Developmental Area of Focus:
- Normal Autistic Phase - First few weeks of life. The infant is detached and self-absorbed. Spends most of his/her time sleeping. Mahler later abandoned this phase, based on new findings from her infant research. She believed it to be non-existent. The phase still appears in many books on her theories.
- Normal Symbiotic Phase - Lasts until about 5 months of age. The child is now aware of his/her mother but there is not a sense of individuality. The infant and the mother are one, and there is a barrier between them and the rest of the world.

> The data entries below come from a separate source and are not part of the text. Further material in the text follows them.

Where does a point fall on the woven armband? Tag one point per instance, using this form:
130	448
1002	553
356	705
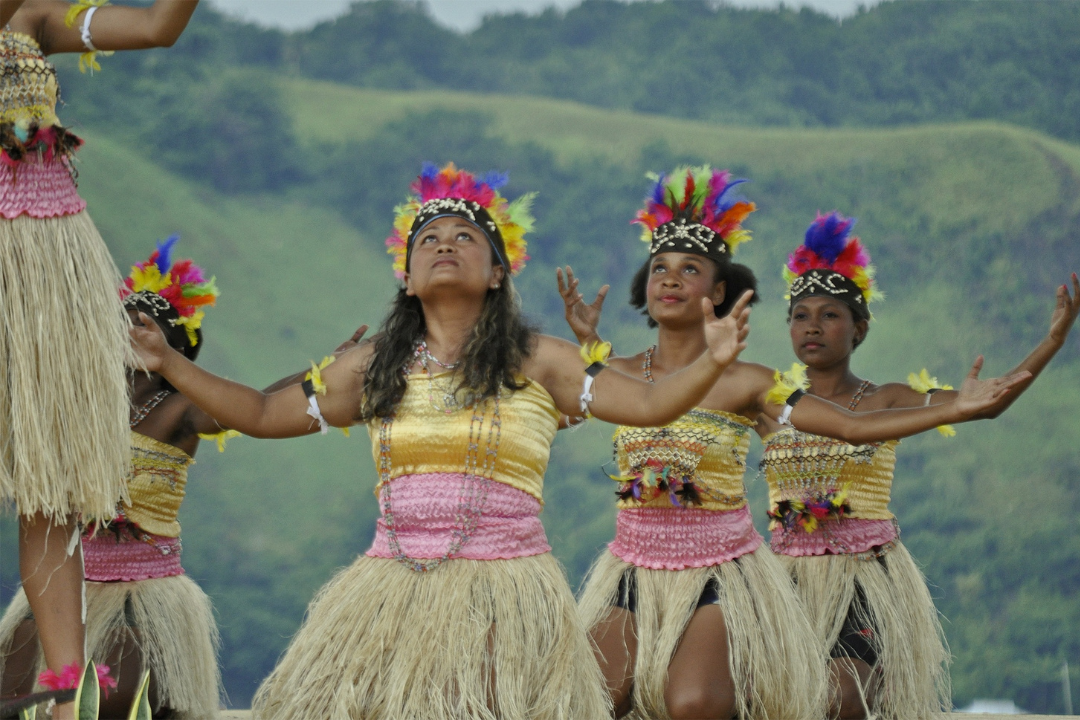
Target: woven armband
594	355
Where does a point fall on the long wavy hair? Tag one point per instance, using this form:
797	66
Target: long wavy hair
738	279
491	361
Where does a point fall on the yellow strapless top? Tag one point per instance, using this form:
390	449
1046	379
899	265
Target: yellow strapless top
798	465
156	486
28	86
707	447
424	439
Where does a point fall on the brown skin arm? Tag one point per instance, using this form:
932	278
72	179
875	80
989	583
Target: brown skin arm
814	415
624	399
248	410
113	27
1066	309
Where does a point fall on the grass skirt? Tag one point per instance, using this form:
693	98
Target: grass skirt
772	650
385	642
64	437
913	657
176	633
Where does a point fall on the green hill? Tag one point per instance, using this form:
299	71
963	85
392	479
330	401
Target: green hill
971	226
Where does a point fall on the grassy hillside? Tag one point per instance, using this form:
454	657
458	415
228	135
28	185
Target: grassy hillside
971	226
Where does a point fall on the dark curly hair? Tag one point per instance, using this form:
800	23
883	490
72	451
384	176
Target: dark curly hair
493	357
738	279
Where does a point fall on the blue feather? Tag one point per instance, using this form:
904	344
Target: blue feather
827	235
165	254
495	179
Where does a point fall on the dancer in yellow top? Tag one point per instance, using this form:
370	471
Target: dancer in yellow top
62	327
458	610
829	499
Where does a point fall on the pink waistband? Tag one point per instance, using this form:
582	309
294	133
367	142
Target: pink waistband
846	537
427	507
105	559
39	189
679	538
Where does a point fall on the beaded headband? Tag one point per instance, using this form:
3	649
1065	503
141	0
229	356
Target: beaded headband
690	211
164	285
834	263
453	192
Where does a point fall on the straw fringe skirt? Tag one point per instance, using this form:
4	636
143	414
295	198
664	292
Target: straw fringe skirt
913	657
772	651
176	635
64	442
481	639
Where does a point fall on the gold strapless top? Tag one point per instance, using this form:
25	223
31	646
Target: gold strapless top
28	86
156	486
424	439
800	465
704	447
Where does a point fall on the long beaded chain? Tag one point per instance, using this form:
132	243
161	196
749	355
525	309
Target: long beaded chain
423	357
475	485
647	365
140	412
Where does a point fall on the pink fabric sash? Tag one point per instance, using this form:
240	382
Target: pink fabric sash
426	514
105	559
847	537
679	538
39	189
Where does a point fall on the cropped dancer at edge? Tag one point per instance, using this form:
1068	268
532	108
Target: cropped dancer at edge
692	615
143	611
829	500
458	610
64	445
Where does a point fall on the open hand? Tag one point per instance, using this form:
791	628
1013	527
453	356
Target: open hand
979	395
351	342
1065	311
149	343
583	318
727	336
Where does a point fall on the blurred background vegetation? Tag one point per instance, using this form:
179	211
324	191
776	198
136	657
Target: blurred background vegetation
948	128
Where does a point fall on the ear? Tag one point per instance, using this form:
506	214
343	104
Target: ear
719	293
862	327
498	274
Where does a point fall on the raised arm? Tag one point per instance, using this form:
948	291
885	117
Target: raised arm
1066	309
813	415
248	410
624	399
112	27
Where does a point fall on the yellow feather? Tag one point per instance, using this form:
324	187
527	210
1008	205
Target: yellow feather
595	352
787	383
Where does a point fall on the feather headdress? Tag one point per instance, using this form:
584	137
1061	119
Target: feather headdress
165	284
834	262
692	209
439	192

- Separation-Individuation Phase - The arrival of this phase marks the end of the Normal symbolic Phase. Separation refers to the development of limits, the differentiation between the infant and the mother, where as individuation refers to the development of the infant's ego, sense of identity, and cognitive abilities. Mahler explains how a child with the age of a few months breaks out of an “autistic shell” into the world with human connections. This process, separation-individuation, is divided into subphases.